ENTREVISTA

 

O CUIDADO DOS DOENTES TERMINAIS

 

MARIA DOLORES ESPEJO

 

María Dolores Espejo, enfermeira e professora associada de Ética na Universidade de Córdoba, tem uma ampla experiência em cuidados paliativos. No V Congresso Nacional de Bioética (Málaga, 1-3 de Dezembro de 2005), organizado pela Associação Espanhola de Bioética, falou do papel da enfermeira no cuidado dos doentes terminais. Mais tarde, ACEPRENSA fez-lhe uma entrevista.

 

– Como influi num doente terminal a atitude dos seus familiares? Sem dúvida, eles quererão ajudá-lo, mas sabem fazê-lo?

 

– Nos cuidados paliativos trabalhamos com o doente e com a família, porque o doente necessita da família tanto como dos profissionais, e às vezes até mais.

Às vezes a família fica destroçada, porque o prolongamento da doença significa para ela um grande desgaste. Por isso, é preciso ensinar os familiares a descansarem, para que possam continuar a apoiar o doente. Por exemplo, em certas ocasiões, os familiares não se apercebem da gravidade do momento, quando o doente já está a morrer: não distinguem essa situação de outros momentos, devido ao cansaço que foram acumulando, e não ajudam o doente porque não dão conta disso.

Também é preciso que os familiares tenham confiança na equipa que atende o doente. Então, pode-se ajudá-los a enfrentar a morte do doente, em conjunto com o próprio doente. Pois muitas vezes custa mais enfrentá-la a família do que o próprio doente. São essas famílias que querem que o doente não saiba da sua situação, quando o doente é o primeiro que se dá conta de que cada dia está pior e que vai morrer. Também, às vezes, é o doente que não quer que a família saiba, e é uma pena, porque perde muitas oportunidades de falar, de desabafar.

 

– Como conseguir que se expandam e melhorem os cuidados paliativos?

 

– É necessário primeiro que se apreciem os cuidados paliativos. Ainda se continua a ver como um fracasso profissional do agente sanitário que lhe morra um doente. Se os profissionais da saúde estão dispostos a formar-se para ajudarem a uma pessoa a quem já não se pode curar, mas sim aliviar, então conseguimos um grande avanço. Eu, pela minha experiência em paliativos, penso que mais necessário que as unidades de cuidados paliativos é trabalhar com a filosofia dos cuidados paliativos. Se tanto os médicos como as enfermeiras se formam para ajudarem os doentes terminais, na realidade estarão a trabalhar em paliativos, ou pelo menos com a filosofia dos paliativos, que é cuidar dos doentes até ao fim, não os deixar abandonados quando parece que já nada mais se pode fazer por eles e, contudo, precisamente então ainda fica muito por fazer com esses doentes.

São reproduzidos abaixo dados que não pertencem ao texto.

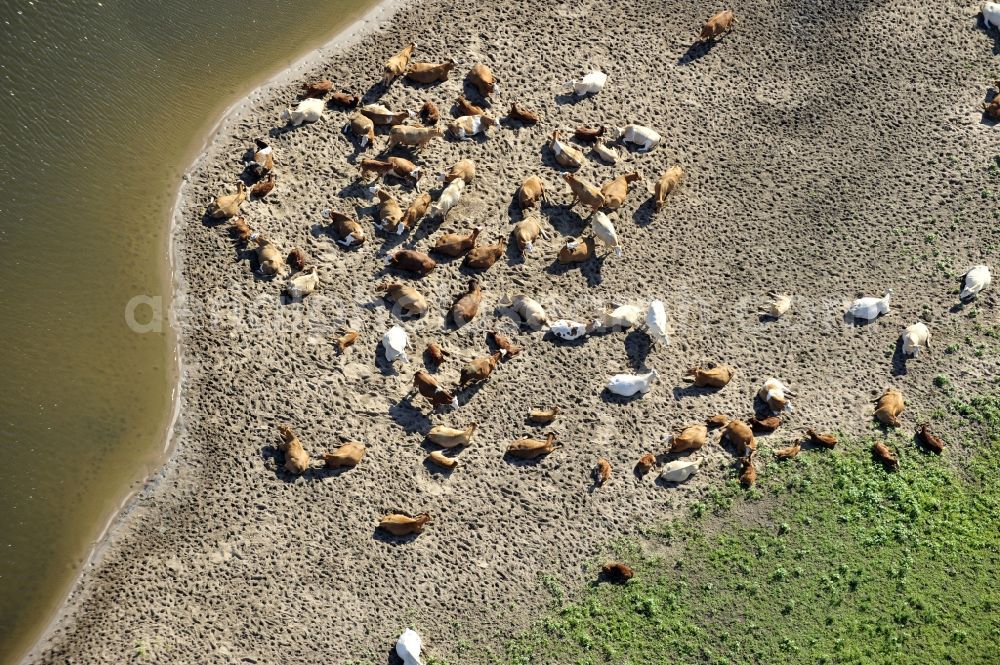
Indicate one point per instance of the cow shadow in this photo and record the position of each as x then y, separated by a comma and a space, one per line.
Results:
696, 51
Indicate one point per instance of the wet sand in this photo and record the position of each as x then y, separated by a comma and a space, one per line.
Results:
830, 152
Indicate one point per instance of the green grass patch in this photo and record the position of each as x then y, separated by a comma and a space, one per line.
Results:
837, 562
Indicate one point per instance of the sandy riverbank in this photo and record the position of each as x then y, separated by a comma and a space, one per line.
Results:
829, 152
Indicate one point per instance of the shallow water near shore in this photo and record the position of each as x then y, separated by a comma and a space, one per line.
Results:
105, 106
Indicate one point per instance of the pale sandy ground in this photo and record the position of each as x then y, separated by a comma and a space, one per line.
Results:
833, 149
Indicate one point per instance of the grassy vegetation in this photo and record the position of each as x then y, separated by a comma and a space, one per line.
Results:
833, 560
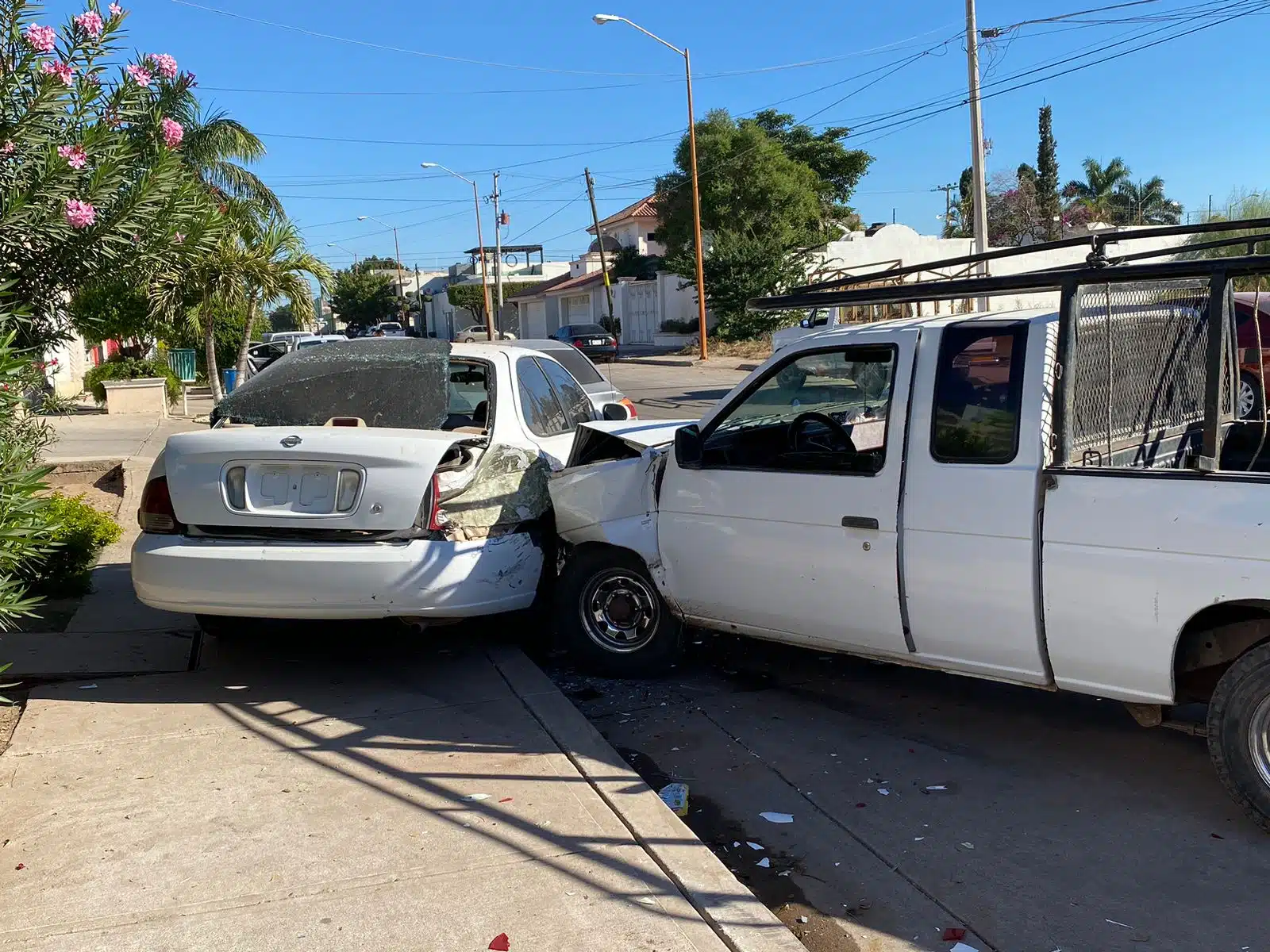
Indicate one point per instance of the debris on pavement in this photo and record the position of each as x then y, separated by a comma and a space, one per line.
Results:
676, 797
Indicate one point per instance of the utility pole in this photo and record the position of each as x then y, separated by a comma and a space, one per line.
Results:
600, 240
498, 262
981, 183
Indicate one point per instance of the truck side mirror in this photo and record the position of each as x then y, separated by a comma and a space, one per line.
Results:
687, 446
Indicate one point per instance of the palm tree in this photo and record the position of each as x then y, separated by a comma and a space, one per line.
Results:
1099, 190
277, 263
1145, 203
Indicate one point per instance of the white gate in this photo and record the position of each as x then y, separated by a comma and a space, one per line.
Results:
641, 317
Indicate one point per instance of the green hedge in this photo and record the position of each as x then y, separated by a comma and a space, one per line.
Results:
131, 368
79, 536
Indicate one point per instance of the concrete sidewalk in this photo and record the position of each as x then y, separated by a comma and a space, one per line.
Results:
346, 790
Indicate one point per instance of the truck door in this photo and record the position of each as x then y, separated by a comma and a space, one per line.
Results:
785, 527
972, 490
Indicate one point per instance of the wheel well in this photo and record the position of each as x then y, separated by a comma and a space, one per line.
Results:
1212, 640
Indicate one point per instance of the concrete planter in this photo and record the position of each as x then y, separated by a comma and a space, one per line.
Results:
145, 395
679, 340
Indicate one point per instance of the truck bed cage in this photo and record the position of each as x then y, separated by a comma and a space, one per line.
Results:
1098, 267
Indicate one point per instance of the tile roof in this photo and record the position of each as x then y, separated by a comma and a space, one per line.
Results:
643, 209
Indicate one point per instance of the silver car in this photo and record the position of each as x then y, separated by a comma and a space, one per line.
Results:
601, 391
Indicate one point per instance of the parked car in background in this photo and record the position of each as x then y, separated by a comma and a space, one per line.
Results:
591, 340
601, 391
478, 332
1254, 372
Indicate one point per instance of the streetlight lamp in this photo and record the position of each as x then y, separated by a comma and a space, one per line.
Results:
601, 19
332, 244
480, 244
397, 245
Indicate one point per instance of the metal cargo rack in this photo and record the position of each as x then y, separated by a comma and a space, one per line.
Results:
1145, 382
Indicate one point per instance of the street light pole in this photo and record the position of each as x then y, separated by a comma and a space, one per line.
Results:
602, 18
480, 243
981, 184
397, 247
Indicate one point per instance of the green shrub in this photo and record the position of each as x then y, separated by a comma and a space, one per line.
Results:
130, 368
80, 532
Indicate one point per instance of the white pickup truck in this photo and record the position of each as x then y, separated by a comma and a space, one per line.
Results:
1057, 499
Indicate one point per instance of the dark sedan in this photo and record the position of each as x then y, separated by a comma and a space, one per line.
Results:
594, 340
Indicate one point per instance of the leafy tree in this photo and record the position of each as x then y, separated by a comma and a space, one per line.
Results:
772, 192
361, 298
1098, 192
114, 310
1048, 205
92, 182
277, 263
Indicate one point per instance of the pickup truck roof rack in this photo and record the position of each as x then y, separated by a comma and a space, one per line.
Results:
1098, 267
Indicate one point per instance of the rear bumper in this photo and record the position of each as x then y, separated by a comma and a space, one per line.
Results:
337, 581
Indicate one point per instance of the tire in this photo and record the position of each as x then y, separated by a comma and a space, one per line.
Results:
611, 616
1238, 733
1249, 404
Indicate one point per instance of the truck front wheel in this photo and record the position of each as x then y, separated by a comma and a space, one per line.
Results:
613, 617
1238, 733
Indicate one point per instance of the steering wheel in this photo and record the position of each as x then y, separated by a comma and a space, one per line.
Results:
837, 435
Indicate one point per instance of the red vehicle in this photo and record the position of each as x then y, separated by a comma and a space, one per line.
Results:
1253, 393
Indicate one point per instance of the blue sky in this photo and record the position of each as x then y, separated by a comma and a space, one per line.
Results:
347, 124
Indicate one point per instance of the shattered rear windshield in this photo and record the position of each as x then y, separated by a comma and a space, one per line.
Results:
385, 381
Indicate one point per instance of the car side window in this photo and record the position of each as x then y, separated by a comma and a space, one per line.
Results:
541, 409
822, 412
978, 391
577, 404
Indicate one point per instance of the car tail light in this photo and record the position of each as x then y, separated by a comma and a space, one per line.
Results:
436, 518
346, 494
156, 513
235, 488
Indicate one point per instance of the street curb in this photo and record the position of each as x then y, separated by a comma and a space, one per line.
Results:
737, 917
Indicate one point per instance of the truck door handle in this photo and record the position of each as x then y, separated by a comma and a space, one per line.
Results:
859, 522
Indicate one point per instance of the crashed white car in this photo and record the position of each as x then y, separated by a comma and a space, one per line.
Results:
364, 479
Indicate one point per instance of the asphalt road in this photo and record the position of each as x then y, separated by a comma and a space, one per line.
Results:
1060, 824
664, 393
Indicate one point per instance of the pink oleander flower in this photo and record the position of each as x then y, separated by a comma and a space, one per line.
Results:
79, 215
44, 38
171, 132
74, 155
56, 67
164, 63
90, 23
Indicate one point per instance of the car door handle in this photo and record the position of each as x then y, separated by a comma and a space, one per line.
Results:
859, 522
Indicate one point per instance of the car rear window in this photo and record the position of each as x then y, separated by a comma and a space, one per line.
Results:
577, 363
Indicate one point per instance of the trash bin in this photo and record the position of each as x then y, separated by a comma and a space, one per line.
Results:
182, 363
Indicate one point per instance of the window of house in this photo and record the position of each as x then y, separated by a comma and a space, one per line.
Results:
825, 412
543, 412
978, 391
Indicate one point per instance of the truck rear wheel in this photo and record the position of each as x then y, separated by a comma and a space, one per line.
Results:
613, 617
1238, 733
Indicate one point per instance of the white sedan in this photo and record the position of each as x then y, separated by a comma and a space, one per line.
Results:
364, 480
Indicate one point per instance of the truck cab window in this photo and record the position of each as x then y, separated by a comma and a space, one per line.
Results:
978, 390
825, 412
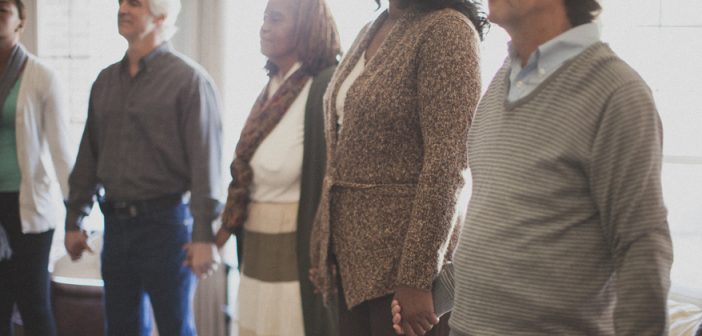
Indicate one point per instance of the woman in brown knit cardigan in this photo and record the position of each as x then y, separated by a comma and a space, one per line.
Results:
397, 113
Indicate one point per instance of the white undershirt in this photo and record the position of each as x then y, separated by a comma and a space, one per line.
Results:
346, 85
277, 163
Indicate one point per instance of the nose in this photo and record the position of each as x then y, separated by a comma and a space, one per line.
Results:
122, 7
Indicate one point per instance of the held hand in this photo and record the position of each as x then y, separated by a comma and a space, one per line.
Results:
76, 242
222, 237
202, 258
396, 311
418, 315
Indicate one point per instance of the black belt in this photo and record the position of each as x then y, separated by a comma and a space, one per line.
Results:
136, 208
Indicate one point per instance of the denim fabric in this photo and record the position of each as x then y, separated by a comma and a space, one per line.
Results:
142, 258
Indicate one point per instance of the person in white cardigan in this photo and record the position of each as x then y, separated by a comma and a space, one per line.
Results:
35, 160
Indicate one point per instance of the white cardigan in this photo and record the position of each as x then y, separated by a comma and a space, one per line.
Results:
44, 152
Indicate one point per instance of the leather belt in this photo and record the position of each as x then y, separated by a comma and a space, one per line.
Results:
140, 207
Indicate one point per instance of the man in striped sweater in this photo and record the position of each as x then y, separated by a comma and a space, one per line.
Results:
566, 231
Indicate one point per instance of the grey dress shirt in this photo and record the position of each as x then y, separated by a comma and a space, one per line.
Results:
151, 135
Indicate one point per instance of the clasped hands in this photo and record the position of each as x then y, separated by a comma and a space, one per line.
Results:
413, 311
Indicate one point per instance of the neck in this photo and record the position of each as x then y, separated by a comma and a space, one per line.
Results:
6, 46
140, 47
528, 34
395, 11
284, 64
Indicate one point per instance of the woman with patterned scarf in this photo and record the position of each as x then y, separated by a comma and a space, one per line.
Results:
277, 174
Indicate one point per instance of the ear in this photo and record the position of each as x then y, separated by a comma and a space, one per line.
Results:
158, 20
20, 26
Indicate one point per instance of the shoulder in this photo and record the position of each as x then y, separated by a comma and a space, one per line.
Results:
602, 66
324, 76
443, 22
105, 75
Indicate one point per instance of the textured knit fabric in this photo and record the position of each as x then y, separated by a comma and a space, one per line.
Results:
566, 231
356, 71
10, 175
395, 171
547, 58
154, 134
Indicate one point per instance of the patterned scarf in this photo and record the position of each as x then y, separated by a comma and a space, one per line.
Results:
264, 116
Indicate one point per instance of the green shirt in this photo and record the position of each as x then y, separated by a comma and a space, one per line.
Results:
10, 175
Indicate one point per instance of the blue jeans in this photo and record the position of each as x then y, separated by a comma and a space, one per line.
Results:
142, 257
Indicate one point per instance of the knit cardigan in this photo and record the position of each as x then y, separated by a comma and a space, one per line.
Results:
388, 213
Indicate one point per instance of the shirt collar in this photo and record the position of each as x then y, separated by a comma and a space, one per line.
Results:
147, 59
556, 51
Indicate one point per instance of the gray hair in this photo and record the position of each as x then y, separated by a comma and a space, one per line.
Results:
169, 9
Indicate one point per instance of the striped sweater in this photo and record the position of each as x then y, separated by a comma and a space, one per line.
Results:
566, 231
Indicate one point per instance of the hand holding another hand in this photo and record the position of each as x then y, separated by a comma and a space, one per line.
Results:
202, 258
415, 316
76, 242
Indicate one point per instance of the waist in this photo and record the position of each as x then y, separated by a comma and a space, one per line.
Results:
140, 207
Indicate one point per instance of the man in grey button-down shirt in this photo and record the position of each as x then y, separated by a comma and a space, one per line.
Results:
153, 136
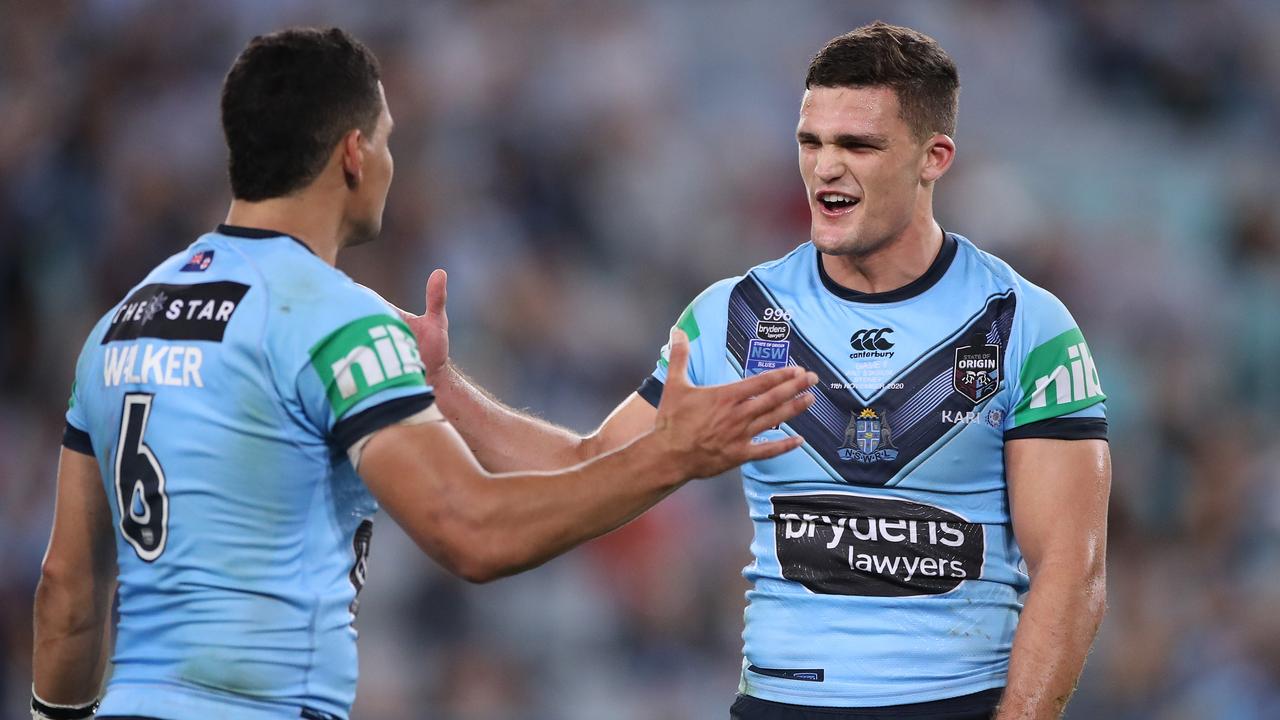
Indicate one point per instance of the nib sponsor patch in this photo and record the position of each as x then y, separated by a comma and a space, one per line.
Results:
844, 543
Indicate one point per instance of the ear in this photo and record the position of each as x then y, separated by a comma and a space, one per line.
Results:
352, 158
938, 153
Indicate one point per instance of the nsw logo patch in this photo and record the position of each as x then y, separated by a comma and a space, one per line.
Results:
763, 355
199, 263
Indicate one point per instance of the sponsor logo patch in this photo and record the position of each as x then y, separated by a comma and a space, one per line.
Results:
844, 543
177, 311
764, 355
1059, 377
868, 438
977, 370
364, 358
871, 342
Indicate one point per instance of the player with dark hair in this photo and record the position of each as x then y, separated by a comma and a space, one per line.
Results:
954, 459
247, 408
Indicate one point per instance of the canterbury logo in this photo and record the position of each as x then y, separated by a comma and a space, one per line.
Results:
871, 340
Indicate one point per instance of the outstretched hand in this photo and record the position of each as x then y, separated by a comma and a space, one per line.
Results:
711, 429
432, 328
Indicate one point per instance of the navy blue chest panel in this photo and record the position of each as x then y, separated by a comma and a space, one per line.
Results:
872, 440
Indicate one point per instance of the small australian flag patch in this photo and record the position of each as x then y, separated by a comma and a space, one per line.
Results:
199, 261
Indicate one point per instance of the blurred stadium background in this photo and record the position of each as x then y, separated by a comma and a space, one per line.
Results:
583, 169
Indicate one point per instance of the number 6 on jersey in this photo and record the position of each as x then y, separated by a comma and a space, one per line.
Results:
140, 491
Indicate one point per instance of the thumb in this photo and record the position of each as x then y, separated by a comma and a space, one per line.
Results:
677, 358
437, 292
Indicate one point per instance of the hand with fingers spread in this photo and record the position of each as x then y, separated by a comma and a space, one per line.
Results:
711, 429
432, 328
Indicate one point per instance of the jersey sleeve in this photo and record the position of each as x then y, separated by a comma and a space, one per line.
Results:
360, 367
704, 322
1055, 383
76, 433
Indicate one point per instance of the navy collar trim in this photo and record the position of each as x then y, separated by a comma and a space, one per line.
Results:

Além disso, é necessário que as administrações públicas avaliem os cuidados paliativos, que não são tão caros. De facto, custa muitíssimo menos um doente no seu domicílio, bem atendido com cuidados paliativos, do que internado num hospital. Só em caso extremo, ou se a família não aguenta ou lhe faltam meios, se leva o doente a uma unidade hospitalar. Mas é preciso criar essas unidades de cuidados paliativos, para que o doente terminal não entre pelas urgências e se evitem exames diagnósticos que não são necessários.

 

– Na sua experiência com doentes terminais, encontrou-se alguma vez com um pedido de eutanásia?

 

– Nunca tive um doente que tivesse posto essa questão. Mas o que o doente diz é que não pode viver assim. Por exemplo, no mês passado um doente disse-me que estava destroçado. Um dia negou-se a que lhe aplicasse os aerossóis, que são uma medida paliativa, e a que lhe medisse a tensão. Perguntei-lhe porquê. E respondeu-me: «É que quero morrer e quero morrer agora, já não aguento mais». Então interroguei-me sobre o que passava com essa pessoa que queria morrer (mas ele não me disse «tira-me a vida»). Depois tivemos mais conversas ao longo da tarde. Concluí que não era uma dor física o que o desesperava, mas que não encontrava um sentido para os seus últimos dias e não esperava que a sua vida terminasse numa cama de hospital. Foi uma tranquilidade ver que este doente decidiu beijar a sua filha quando fosse vê-lo, porque habitualmente não o fazia. Dedicou-se durante os últimos quatro ou cinco dias a fazer feliz a filha, para que a recordação que ela tivesse dele fosse de carinho, em vez de pensar «tenho o direito de morrer» ou «quero morrer porque já não posso mais».